At the same time, Fowler and her team look at Houseman’s figures and discover that he’s right. Not only has the moon changed its orbit, it’s also headed for a collision with Earth in three weeks. She alerts NASA and her boss, but NASA hides the fact about the collision course and her boss resigns, handing her his job.
With Fowler leading the project, NASA sends a capsule with three astronauts to investigate a large hole that’s appeared on the surface of the moon. However, the same artificial intelligence swarm that attacked Harper and Marcus 10 years ago, attacks the capsule and kills the three astronauts as Fowler and the folks at NASA Mission Control watch on their monitors.
It soon becomes clear to everyone on the planet that the moon is indeed headed on a collision course with Earth. The military secretly decides to nuke the moon when it enters the atmosphere. However, Fowler decides she needs Harper to manually pilot a shuttle to the moon so two military people can use an EMP device to destroy the artificial intelligence. They figure that the AI has programmed itself to watch out for the new electronic systems that have become part of daily life and part of NASA’s computers. Harper brings Houseman along with him to help them on the ground.
Eventually, circumstances force Fowler and Houseman to come along with Harper on his journey to the moon. Will they find out the truth about the moon’s hollow interior? Can they destroy the artificial intelligence and restore the moon’s orbit before all of humanity is destroyed?

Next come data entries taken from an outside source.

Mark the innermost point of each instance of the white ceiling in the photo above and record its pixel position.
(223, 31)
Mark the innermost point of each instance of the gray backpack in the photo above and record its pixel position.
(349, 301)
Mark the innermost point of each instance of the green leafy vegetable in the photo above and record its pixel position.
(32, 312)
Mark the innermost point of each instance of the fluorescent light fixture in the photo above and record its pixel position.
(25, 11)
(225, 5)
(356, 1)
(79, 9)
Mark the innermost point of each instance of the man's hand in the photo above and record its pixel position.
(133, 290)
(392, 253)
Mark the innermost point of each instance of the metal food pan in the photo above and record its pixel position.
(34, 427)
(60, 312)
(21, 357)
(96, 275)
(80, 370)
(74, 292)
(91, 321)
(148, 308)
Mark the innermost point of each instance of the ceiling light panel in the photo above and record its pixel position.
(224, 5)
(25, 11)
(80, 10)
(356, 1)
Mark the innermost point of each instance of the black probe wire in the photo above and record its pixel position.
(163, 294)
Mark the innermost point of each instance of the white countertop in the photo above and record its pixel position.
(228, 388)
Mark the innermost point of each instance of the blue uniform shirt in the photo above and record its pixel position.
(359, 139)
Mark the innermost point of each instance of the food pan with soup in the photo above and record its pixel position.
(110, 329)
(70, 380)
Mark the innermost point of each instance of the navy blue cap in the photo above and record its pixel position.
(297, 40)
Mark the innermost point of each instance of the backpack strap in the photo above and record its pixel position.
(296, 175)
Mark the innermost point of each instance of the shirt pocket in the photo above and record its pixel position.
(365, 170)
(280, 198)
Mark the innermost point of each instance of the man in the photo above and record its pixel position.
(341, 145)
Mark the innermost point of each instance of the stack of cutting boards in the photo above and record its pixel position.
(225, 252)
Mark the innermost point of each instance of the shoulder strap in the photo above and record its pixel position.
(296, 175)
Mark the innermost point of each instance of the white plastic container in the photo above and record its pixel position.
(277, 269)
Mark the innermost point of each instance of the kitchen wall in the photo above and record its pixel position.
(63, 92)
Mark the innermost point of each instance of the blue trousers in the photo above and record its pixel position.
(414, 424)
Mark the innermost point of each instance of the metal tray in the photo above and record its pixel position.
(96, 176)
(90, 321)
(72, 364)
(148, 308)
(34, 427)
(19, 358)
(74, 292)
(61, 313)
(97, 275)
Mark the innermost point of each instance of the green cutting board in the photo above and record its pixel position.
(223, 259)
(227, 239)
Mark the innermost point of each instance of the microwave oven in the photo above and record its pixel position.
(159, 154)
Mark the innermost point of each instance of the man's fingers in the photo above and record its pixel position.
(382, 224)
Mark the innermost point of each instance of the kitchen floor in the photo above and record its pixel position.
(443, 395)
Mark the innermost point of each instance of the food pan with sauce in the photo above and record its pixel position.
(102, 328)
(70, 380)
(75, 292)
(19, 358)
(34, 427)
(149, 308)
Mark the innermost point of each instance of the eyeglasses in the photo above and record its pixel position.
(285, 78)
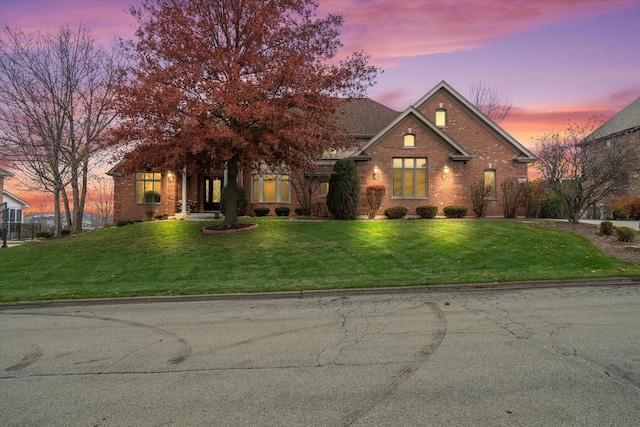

MOONFALL has many fun, exciting, humorous moments and spectacular special effects. John Bradley is very funny as Houseman, the nerdy conspiracy nut and amateur scientist. However, MOONFALL’s plot is overloaded with obstacles for the characters to overcome. For example, the movie has a very involved subplot where Sonny, Harper’s teenage son, tries to drive Fowler’s young son and her son’s Chinese nanny to Colorado, where Fowler’s ex-husband, a military general, is helping the team that’s getting ready to launch the nukes when the moon hits the Earth’s atmosphere. On the way to Colorado, their car gets stolen by three thugs, which forces them to walk to the fancy mountain cabin where Sonny’s mother and stepfather magically have a car. This subplot takes attention away from Harper and Fowler’s moon mission. It also becomes rather silly, especially when the three thugs show up again and when Sonny gets trapped under a tree limb because of the chaos caused by the moon’s gravity bearing down on Earth.
MOONFALL also has excessive foul language, including two “f” words and three strong profanities. Even worse, though, it presents a materialist, humanist history to man’s presence and existence on Earth. This false humanist viewpoint overwhelms the movie’s pro-family content and two positive references to God in the script. So, MOVIEGUIDE® advises extreme caution for MOONFALL. Moviegoers should also note that MOONFALL is an American-Chinese co-production, so it contains about two positive references to the Chinese government, which is run by the despotic Chinese Communist Party.